The UK Government is facing a huge bill for compensation from former employees of the Harland and Wolff shipyard in Belfast over their exposure to asbestos. Hundreds of workers have already died from asbestos-related diseases and doctors say they expect increasing numbers of people to fall ill in future. As a result, the government is preparing itself for claims in excess of £100m.
Up until about 1970, asbestos was a widely used insulation material in a number of industries, but particularly in shipbuilding. In the confines of a hull, thousands of workers were exposed to the deadly fibres. In recent years, several hundred people have died from lung cancer as a result. Several thousand more have suffered from a range of lung diseases. The cancer can take up to 40 years to emerge and doctors expect to see more cases in future. This, combined with a rise in the level of settlements, means there is a growing compensation bill. As Harland and Wolff was in public ownership at the time, liability for the shipyard rests with the government.
Over the next four years it expects to pay out £40m and over the next 50 years potentially up to £190m, although that figure will remain under review.

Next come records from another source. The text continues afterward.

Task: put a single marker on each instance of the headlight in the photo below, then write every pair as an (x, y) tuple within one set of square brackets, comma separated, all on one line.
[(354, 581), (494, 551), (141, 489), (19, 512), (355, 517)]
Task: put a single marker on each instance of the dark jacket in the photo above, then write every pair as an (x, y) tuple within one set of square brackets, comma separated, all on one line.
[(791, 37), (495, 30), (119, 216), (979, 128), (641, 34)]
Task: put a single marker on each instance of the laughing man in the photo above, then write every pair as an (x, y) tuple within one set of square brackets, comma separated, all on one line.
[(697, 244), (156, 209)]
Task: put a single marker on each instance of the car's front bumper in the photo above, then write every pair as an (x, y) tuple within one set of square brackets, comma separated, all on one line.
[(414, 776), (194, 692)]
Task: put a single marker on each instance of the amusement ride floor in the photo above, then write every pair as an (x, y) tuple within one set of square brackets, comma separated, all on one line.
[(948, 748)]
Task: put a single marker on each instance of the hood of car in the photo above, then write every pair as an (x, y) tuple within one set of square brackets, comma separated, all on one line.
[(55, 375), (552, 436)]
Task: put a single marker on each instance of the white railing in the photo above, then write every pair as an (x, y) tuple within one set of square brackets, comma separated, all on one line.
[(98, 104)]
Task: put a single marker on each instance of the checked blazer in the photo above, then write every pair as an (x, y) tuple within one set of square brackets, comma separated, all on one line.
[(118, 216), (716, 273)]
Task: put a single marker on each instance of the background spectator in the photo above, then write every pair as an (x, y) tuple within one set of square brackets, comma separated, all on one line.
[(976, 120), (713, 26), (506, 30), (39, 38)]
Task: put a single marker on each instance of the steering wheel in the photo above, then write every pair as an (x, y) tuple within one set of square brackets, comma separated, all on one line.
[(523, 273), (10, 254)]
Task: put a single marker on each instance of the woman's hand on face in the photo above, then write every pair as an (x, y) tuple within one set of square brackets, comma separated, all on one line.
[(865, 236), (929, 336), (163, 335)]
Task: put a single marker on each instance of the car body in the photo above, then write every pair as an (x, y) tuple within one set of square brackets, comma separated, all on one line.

However, several hundred of those who worked in the shipyard before asbestos was banned in 1970 have died from cancers. As many as 20,000 people worked in Harland and Wolff following World War II and it is estimated that more than 1,000 cases have already been settled. Dr Liam Heaney of Belfast City Hospital said there was a latent time between the asbestos exposure and the development of the clinical problem. “Because of this, it can be many years after you have been exposed to asbestos that the problem appears.